Softly like a Souffle cake, Matcha and white bean paste ‘ Ukishima ‘ ( sweets recipe 2)
Japanese sweets “Ukushima” which fluffy soft, moist texture becomes habit is main ingredients of white sweet egg and fresh egg.How to make, put plenty of bean paste, just steamed and steamed! Although it is easy !, it is a full Wagashi (sweet Japanese confectionery). Recommended when you want to spend your time slowly.
【 Recipe / Matcha and white bean paste ‘ Ukishima ‘.】
Material (Square model 13 cm × 13 cm for 1 unit)
・ White grain an(paste) … ・ ・ ・ 150g
Egg yolk 2 pieces
・ White sugar ・・・・・ 20 g
“Azuki fabric”
・ Small beans an(paste) … ・ ・ ・ 80g
・ New Powder ・ ・ ・ ・ 20 g
“Green Tea Fabric”
・ Small beans an(paste) … ・ ・ ・ 80g
・ 1 teaspoon of water ・ ・ ・
☆ ・ New Powder ・ ・ ・ 20 g
・ Matcha teas ・ ・ ・ 1 teaspoon
“Meringue”
・ Egg white ・・・・・ 2 pieces
・ White sugar ・・・・・ 20 g
Preparation before making!
・ Put a cooking sheet on the pound type and prepare a steamer.

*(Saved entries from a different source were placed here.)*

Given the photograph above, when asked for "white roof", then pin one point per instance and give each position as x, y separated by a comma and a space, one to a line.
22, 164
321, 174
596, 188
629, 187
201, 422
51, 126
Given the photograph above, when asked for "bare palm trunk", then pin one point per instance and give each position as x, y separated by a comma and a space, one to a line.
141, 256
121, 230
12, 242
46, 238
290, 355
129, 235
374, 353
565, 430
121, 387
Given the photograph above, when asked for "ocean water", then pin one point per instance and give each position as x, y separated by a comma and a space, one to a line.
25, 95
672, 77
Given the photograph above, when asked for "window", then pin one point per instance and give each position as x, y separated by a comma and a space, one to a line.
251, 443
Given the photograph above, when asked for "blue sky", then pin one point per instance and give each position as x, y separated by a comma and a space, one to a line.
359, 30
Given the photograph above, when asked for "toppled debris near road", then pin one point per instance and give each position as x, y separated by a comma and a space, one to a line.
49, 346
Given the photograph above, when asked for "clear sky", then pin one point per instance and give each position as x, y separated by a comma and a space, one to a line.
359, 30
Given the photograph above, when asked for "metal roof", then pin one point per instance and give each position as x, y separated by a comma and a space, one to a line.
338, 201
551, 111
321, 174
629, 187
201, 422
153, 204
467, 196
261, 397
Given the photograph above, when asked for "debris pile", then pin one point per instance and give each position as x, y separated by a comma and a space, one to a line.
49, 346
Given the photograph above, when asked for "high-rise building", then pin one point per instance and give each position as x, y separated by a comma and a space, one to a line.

・ Separate yolk and egg white.
1. Put white grain an egg yolk and white white sugar in the bowl ① and mix well with a whipper.
2. 1 in separate bowls in half. Mix in the bowl ② (azuki dough) with small bean grain / superb new powder, mix with a spatula, mix in small bowls / water, ☆ top new powder ・ green tea with bowl ③ (green tea dough) while sift.
3. Foam the egg whites that had been separated by preparations, make sugar-filled sugar and make a consolidated meringue.
4. Add half the amount of 3 to the bowl ②, the rest to the bowl ③ and mix with the spatula so that the meringue does not crush.
5. Pour the bowl ③ fabric into the mold and pour the bowl ② fabric from above.
6. Place in a steamy steamer and steam at medium heat for 20 to 25 minutes.
7. Check bamboo skewers to see if the fabric sticks out, remove it from the mold and remove cooking sheet when coarse heat is taken, complete!